Once the collaborators' commitments were secured, creating the parameters and logistics for the project and promoting it to all IPAPA artist members, became crucial. Although the participating artists were preselected for the first two books, this project would be different. We wanted to choose 100 of the best plein air paintings of historically significant places submitted by any IPAPA member. Artists were given eighteen months to paint so that all four seasons would ideally be represented.

This proved to be one of the difficulties for the artists, who found it challenging to keep their finished paintings for an extended period of time. One of the paintings selected for the book was created in April 2010 at New Harmony. To put back a painting (that could possibly have been sold) and risk rejection in the final jurying process for a book eighteen months later demonstrates much dedication.

Indiana Landmarks's regional offices throughout the state provided lists of potential painting subjects, which were incorporated into the Web site dedicated to the project. Many of the paintings selected for the book were created during paint-outs organized during the time frame of the project.

Many thanks go to the people who organized and implemented these paint-outs. Todd Zeiger, director of Indiana Landmarks' northern regional office in South Bend, was especially helpful in planning paint-out events tied to historic sites in the northern part of the state. George and Peggy Rapp organized another successful First Brush of Spring paint-out in New Harmony, which has been an annual event since 1998. They marshal the entire town's participation to host more than 125 artists for five days of workshops and paint-out activities.
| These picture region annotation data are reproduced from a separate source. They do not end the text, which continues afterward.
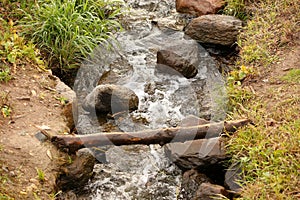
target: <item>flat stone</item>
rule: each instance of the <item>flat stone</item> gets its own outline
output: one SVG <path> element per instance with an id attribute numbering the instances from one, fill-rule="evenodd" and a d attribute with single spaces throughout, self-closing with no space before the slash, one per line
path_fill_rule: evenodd
<path id="1" fill-rule="evenodd" d="M 242 21 L 226 15 L 205 15 L 193 19 L 185 34 L 200 43 L 230 46 L 237 40 Z"/>
<path id="2" fill-rule="evenodd" d="M 194 16 L 216 14 L 224 5 L 224 0 L 176 0 L 177 12 Z"/>

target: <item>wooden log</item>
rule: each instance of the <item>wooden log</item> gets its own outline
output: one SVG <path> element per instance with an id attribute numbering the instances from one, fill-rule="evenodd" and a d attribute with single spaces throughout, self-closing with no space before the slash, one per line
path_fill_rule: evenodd
<path id="1" fill-rule="evenodd" d="M 56 135 L 51 138 L 58 148 L 73 153 L 83 147 L 103 145 L 166 144 L 218 137 L 222 132 L 234 132 L 250 123 L 249 119 L 210 123 L 198 126 L 164 128 L 137 132 L 102 132 L 89 135 Z"/>

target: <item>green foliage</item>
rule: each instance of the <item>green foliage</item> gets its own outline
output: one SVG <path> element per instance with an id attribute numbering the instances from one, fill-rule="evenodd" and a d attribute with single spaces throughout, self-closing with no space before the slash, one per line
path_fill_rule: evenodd
<path id="1" fill-rule="evenodd" d="M 7 105 L 2 106 L 1 108 L 1 114 L 3 115 L 3 117 L 10 117 L 11 115 L 11 108 Z"/>
<path id="2" fill-rule="evenodd" d="M 22 27 L 52 64 L 73 68 L 122 29 L 116 21 L 122 7 L 121 0 L 41 0 L 34 12 L 25 12 Z"/>
<path id="3" fill-rule="evenodd" d="M 7 196 L 6 194 L 2 194 L 0 192 L 0 200 L 13 200 L 13 198 Z"/>
<path id="4" fill-rule="evenodd" d="M 226 3 L 227 5 L 223 10 L 223 14 L 235 16 L 241 20 L 248 18 L 244 0 L 226 0 Z"/>
<path id="5" fill-rule="evenodd" d="M 300 83 L 300 69 L 290 70 L 285 76 L 282 77 L 282 80 L 290 83 Z"/>
<path id="6" fill-rule="evenodd" d="M 10 69 L 7 66 L 0 66 L 0 82 L 7 83 L 11 78 Z"/>
<path id="7" fill-rule="evenodd" d="M 37 172 L 39 181 L 44 182 L 45 181 L 45 172 L 38 168 L 36 168 L 36 172 Z"/>
<path id="8" fill-rule="evenodd" d="M 232 5 L 233 1 L 227 2 Z M 227 147 L 233 162 L 243 169 L 245 187 L 239 199 L 298 199 L 300 99 L 299 88 L 292 84 L 300 82 L 300 70 L 290 70 L 280 86 L 269 85 L 263 92 L 257 89 L 258 95 L 243 80 L 254 72 L 274 70 L 280 53 L 299 32 L 300 4 L 297 0 L 253 0 L 250 6 L 251 18 L 237 42 L 240 59 L 228 78 L 230 117 L 247 117 L 255 123 L 238 130 Z M 246 5 L 245 9 L 250 8 Z"/>
<path id="9" fill-rule="evenodd" d="M 39 52 L 31 42 L 17 34 L 17 29 L 12 20 L 0 20 L 0 81 L 11 79 L 11 67 L 33 63 L 44 69 L 44 62 L 39 57 Z"/>

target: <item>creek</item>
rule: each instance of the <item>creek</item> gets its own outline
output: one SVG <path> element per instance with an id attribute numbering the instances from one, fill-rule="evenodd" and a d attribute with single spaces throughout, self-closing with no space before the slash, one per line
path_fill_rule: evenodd
<path id="1" fill-rule="evenodd" d="M 132 9 L 123 19 L 126 31 L 117 35 L 112 50 L 103 46 L 95 49 L 77 73 L 74 91 L 79 102 L 78 132 L 184 126 L 184 119 L 190 115 L 208 121 L 224 120 L 223 77 L 209 53 L 181 31 L 189 19 L 176 13 L 175 1 L 127 3 Z M 197 74 L 186 78 L 171 67 L 157 64 L 159 50 L 175 52 L 196 63 Z M 96 112 L 87 113 L 80 104 L 98 84 L 131 89 L 139 98 L 138 109 L 112 113 L 103 120 Z M 99 160 L 95 175 L 78 199 L 183 199 L 182 170 L 170 161 L 164 147 L 111 145 L 99 147 L 95 153 Z"/>

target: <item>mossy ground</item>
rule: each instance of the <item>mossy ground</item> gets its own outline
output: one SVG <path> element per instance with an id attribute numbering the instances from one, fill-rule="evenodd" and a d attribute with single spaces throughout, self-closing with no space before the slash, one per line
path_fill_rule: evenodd
<path id="1" fill-rule="evenodd" d="M 251 17 L 228 84 L 229 118 L 254 123 L 228 145 L 243 169 L 241 199 L 299 199 L 300 4 L 251 1 L 244 9 Z"/>

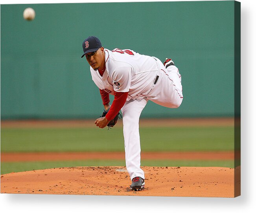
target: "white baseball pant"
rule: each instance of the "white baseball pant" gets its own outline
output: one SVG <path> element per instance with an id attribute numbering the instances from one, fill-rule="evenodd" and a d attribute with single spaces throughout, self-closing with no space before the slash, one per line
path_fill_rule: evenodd
<path id="1" fill-rule="evenodd" d="M 131 99 L 121 109 L 123 114 L 125 164 L 131 179 L 136 177 L 145 179 L 140 168 L 140 142 L 139 121 L 141 112 L 149 100 L 169 108 L 177 108 L 182 102 L 183 95 L 181 77 L 174 66 L 166 69 L 163 64 L 155 58 L 158 66 L 158 79 L 152 89 L 142 100 Z"/>

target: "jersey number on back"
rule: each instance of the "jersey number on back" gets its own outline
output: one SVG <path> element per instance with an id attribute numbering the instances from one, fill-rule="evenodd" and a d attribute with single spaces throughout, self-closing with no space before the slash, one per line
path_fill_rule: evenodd
<path id="1" fill-rule="evenodd" d="M 120 49 L 116 48 L 112 50 L 112 52 L 117 52 L 118 53 L 122 53 L 122 54 L 125 53 L 128 53 L 129 55 L 134 55 L 134 54 L 133 52 L 128 49 Z"/>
Thanks go to Maggie Rapp, director of New Harmony's Hoosier Salon Gallery, which serves as the event's nerve center, and to Zona Phelps, who's the glue that sticks together all of Rapp's ambitious projects. Particularly valuable in implementing the New Harmony paint-out were Brenda Butman, Nancy Manchette, Barb and Mick McConnell, Ann and Bob Scarafia, Karen Walker, Gayle Williams, and Bill and Pat Wilson, as well as Judy Johnson at the New Harmony Inn.

During the book project, another special paint-out was held at Easley Winery in Indianapolis. A special thank you goes to Tom and Mary Anne Butters and Meredith Easley for being hosts for the city paint-out on a very hot summer day.
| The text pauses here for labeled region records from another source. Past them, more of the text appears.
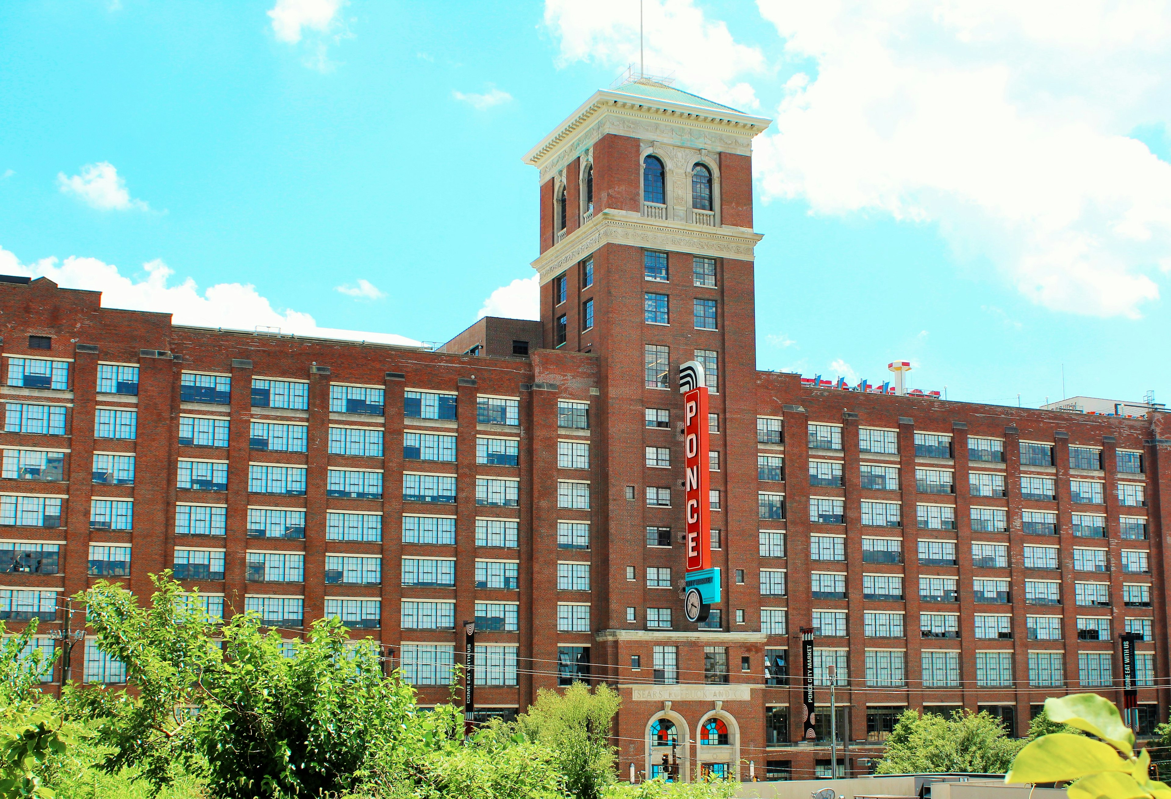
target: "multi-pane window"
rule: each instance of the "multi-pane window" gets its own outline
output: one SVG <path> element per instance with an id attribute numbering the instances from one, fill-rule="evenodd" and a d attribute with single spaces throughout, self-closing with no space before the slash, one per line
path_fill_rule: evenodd
<path id="1" fill-rule="evenodd" d="M 94 463 L 97 464 L 100 458 L 104 458 L 102 463 L 108 463 L 110 469 L 102 470 L 103 472 L 111 472 L 109 480 L 97 480 L 95 483 L 114 483 L 114 458 L 118 456 L 109 455 L 95 455 Z M 129 459 L 129 463 L 122 460 L 119 463 L 123 469 L 121 470 L 121 478 L 123 485 L 132 485 L 135 482 L 135 456 L 123 456 L 123 458 Z M 4 466 L 2 476 L 8 480 L 44 480 L 44 482 L 59 482 L 64 479 L 66 470 L 66 456 L 63 452 L 48 452 L 46 450 L 5 450 L 4 451 Z M 94 471 L 98 471 L 96 467 Z"/>
<path id="2" fill-rule="evenodd" d="M 900 574 L 863 574 L 862 599 L 900 601 L 903 599 L 903 576 Z"/>
<path id="3" fill-rule="evenodd" d="M 923 653 L 924 688 L 959 688 L 959 653 L 925 650 Z"/>
<path id="4" fill-rule="evenodd" d="M 347 514 L 327 514 L 344 515 Z M 378 520 L 378 539 L 382 538 L 382 517 L 374 517 Z M 368 517 L 359 517 L 368 519 Z M 341 519 L 338 521 L 342 521 Z M 327 535 L 327 538 L 329 538 Z M 456 545 L 456 519 L 452 517 L 436 515 L 404 515 L 403 517 L 403 544 L 440 544 L 446 546 Z"/>
<path id="5" fill-rule="evenodd" d="M 515 519 L 477 519 L 475 546 L 515 549 L 518 531 L 519 523 Z"/>
<path id="6" fill-rule="evenodd" d="M 915 457 L 916 458 L 952 457 L 951 436 L 936 432 L 915 433 Z"/>
<path id="7" fill-rule="evenodd" d="M 176 505 L 174 534 L 227 535 L 227 507 L 221 505 Z"/>
<path id="8" fill-rule="evenodd" d="M 589 523 L 559 521 L 559 549 L 589 549 Z"/>
<path id="9" fill-rule="evenodd" d="M 1057 490 L 1052 477 L 1021 477 L 1021 499 L 1048 501 L 1056 497 Z"/>
<path id="10" fill-rule="evenodd" d="M 975 568 L 1008 568 L 1008 545 L 973 544 L 972 566 Z"/>
<path id="11" fill-rule="evenodd" d="M 810 424 L 810 450 L 841 450 L 842 426 L 838 424 Z"/>
<path id="12" fill-rule="evenodd" d="M 761 558 L 785 556 L 785 533 L 761 532 L 759 535 Z"/>
<path id="13" fill-rule="evenodd" d="M 454 439 L 453 439 L 454 441 Z M 515 466 L 520 458 L 520 442 L 515 438 L 475 439 L 475 463 L 487 466 Z"/>
<path id="14" fill-rule="evenodd" d="M 863 564 L 902 564 L 903 541 L 897 538 L 863 538 Z"/>
<path id="15" fill-rule="evenodd" d="M 557 507 L 589 510 L 589 483 L 557 480 Z"/>
<path id="16" fill-rule="evenodd" d="M 227 446 L 227 419 L 206 416 L 179 417 L 180 446 Z"/>
<path id="17" fill-rule="evenodd" d="M 915 520 L 919 530 L 956 530 L 956 508 L 952 505 L 916 505 Z"/>
<path id="18" fill-rule="evenodd" d="M 253 377 L 252 407 L 308 410 L 309 384 L 301 381 Z"/>
<path id="19" fill-rule="evenodd" d="M 670 355 L 670 347 L 663 347 L 662 344 L 646 344 L 643 354 L 646 388 L 671 388 Z"/>
<path id="20" fill-rule="evenodd" d="M 454 558 L 403 558 L 404 586 L 437 586 L 451 588 L 456 585 Z"/>
<path id="21" fill-rule="evenodd" d="M 138 367 L 118 363 L 97 364 L 98 394 L 138 394 Z"/>
<path id="22" fill-rule="evenodd" d="M 781 419 L 767 416 L 756 417 L 756 443 L 758 444 L 783 444 Z"/>
<path id="23" fill-rule="evenodd" d="M 403 474 L 403 500 L 410 503 L 454 503 L 456 477 L 452 474 Z"/>
<path id="24" fill-rule="evenodd" d="M 403 600 L 400 607 L 404 630 L 453 630 L 456 629 L 454 602 L 423 602 Z M 477 621 L 479 621 L 477 619 Z M 477 624 L 479 627 L 479 624 Z"/>
<path id="25" fill-rule="evenodd" d="M 138 431 L 138 411 L 98 408 L 94 411 L 94 438 L 133 441 Z"/>
<path id="26" fill-rule="evenodd" d="M 232 402 L 232 378 L 228 375 L 185 371 L 179 380 L 179 400 L 226 405 Z"/>
<path id="27" fill-rule="evenodd" d="M 66 435 L 64 405 L 34 405 L 9 402 L 5 405 L 5 432 Z"/>
<path id="28" fill-rule="evenodd" d="M 227 463 L 180 459 L 176 487 L 187 491 L 227 491 Z"/>
<path id="29" fill-rule="evenodd" d="M 406 394 L 411 392 L 408 391 Z M 385 389 L 331 383 L 329 385 L 329 411 L 331 414 L 382 416 L 386 404 L 385 395 Z M 404 405 L 410 405 L 410 402 L 404 400 Z M 406 416 L 410 416 L 410 414 L 406 414 Z"/>
<path id="30" fill-rule="evenodd" d="M 1021 442 L 1021 464 L 1026 466 L 1052 466 L 1053 445 Z"/>
<path id="31" fill-rule="evenodd" d="M 898 432 L 895 430 L 858 428 L 858 449 L 862 452 L 898 455 Z"/>
<path id="32" fill-rule="evenodd" d="M 902 613 L 871 613 L 868 610 L 863 617 L 864 634 L 868 638 L 902 638 L 905 636 Z"/>
<path id="33" fill-rule="evenodd" d="M 845 500 L 810 497 L 809 521 L 823 525 L 843 524 L 845 521 Z"/>
<path id="34" fill-rule="evenodd" d="M 333 526 L 326 514 L 326 538 L 333 538 Z M 337 514 L 340 515 L 340 514 Z M 379 537 L 371 540 L 382 540 L 382 517 L 374 517 L 378 524 Z M 248 508 L 248 535 L 251 538 L 304 538 L 304 511 L 285 511 L 268 507 Z M 368 539 L 357 539 L 368 540 Z"/>
<path id="35" fill-rule="evenodd" d="M 868 527 L 902 527 L 903 506 L 898 503 L 862 500 L 862 524 Z"/>
<path id="36" fill-rule="evenodd" d="M 306 470 L 302 466 L 248 464 L 248 491 L 261 494 L 304 496 Z"/>
<path id="37" fill-rule="evenodd" d="M 1061 568 L 1057 547 L 1025 546 L 1025 568 L 1055 571 Z"/>
<path id="38" fill-rule="evenodd" d="M 975 616 L 975 637 L 982 640 L 1011 640 L 1013 637 L 1013 617 L 978 614 Z"/>
<path id="39" fill-rule="evenodd" d="M 1000 507 L 973 507 L 972 532 L 1004 533 L 1008 531 L 1008 511 Z"/>
<path id="40" fill-rule="evenodd" d="M 1005 476 L 992 472 L 968 472 L 967 487 L 973 497 L 1005 497 Z"/>
<path id="41" fill-rule="evenodd" d="M 760 595 L 785 596 L 785 572 L 781 569 L 760 569 Z"/>
<path id="42" fill-rule="evenodd" d="M 589 403 L 557 401 L 557 426 L 571 430 L 589 430 Z M 651 425 L 646 425 L 651 426 Z"/>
IPAPA members look forward every year to the fall paint-out in Brookville, Indiana. A large part of our plein air heritage began in Brookville, and a pilgrimage to the Hermitage is an event on every Hoosier plein air painter's bucket list. Franklin County circuit court judge Steve Cox was an excellent host for this event, along with Melody Gault at the Franklin County public library.

Although not IPAPA sponsored, the spring and fall paint-outs at the T. C. Steele Historic Site outside Nashville, Indiana, are traditionally well attended by IPAPA members. Thank you to Andrea deTarnowsky and her staff for hosting two first-class events every year.
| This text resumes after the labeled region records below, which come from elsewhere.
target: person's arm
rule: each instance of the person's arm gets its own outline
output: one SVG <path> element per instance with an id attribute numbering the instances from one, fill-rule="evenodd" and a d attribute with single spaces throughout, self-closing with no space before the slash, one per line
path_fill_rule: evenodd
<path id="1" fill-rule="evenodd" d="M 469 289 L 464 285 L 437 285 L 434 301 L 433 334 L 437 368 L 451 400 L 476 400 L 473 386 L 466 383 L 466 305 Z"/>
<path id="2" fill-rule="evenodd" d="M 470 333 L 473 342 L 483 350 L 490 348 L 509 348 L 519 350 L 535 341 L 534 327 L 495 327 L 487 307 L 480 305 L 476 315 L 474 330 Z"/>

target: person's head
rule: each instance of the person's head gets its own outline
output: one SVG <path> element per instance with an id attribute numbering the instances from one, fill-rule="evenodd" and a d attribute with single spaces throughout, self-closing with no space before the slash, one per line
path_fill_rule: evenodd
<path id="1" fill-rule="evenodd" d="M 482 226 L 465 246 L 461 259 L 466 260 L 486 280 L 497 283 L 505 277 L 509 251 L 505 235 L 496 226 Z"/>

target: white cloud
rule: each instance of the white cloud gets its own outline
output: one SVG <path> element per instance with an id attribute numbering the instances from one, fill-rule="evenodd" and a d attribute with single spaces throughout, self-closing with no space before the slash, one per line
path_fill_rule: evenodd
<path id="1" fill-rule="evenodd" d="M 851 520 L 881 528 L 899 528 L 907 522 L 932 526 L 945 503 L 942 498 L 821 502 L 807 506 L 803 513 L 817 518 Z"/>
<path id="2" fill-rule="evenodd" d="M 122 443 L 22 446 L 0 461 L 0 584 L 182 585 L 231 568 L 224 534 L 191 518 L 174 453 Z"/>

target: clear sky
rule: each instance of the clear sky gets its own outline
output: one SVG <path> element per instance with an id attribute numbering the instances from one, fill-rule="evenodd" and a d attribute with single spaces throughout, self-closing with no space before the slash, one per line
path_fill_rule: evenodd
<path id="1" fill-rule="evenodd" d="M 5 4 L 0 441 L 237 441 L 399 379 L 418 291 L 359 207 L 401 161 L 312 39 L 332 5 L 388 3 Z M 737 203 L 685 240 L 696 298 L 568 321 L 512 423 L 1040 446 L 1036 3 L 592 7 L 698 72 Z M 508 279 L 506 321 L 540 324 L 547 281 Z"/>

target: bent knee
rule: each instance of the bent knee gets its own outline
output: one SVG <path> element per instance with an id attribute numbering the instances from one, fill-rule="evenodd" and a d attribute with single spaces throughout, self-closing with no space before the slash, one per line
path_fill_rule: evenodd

A new paint-out in 2011, sponsored by the Richmond Art Museum in Richmond, Indiana, also included the Ohio Plein Air Society (OPAS). Thank you to executive director Shaun Dingwerth, education director Lance Crow, and the members of the Richmond Art Museum board of directors, especially Sally Toschlog, for this well-attended event.

Thanks to Sandra Hass and the Southern Shore Art Association for inviting IPAPA members to a special paint-out event at the Indiana Dunes State Park in August 2011. A lot of good artwork was produced, and some of it made its way into this book. An annual paint-out at the Art Museum of Lafayette also took place. Thanks to executive director Kendall Smith II and to Glenda McClatchey for putting together these events. A very special thanks goes to Rick Wilson, who served on the board of IPAPA and organized paint-outs in Martin County and Edinburgh.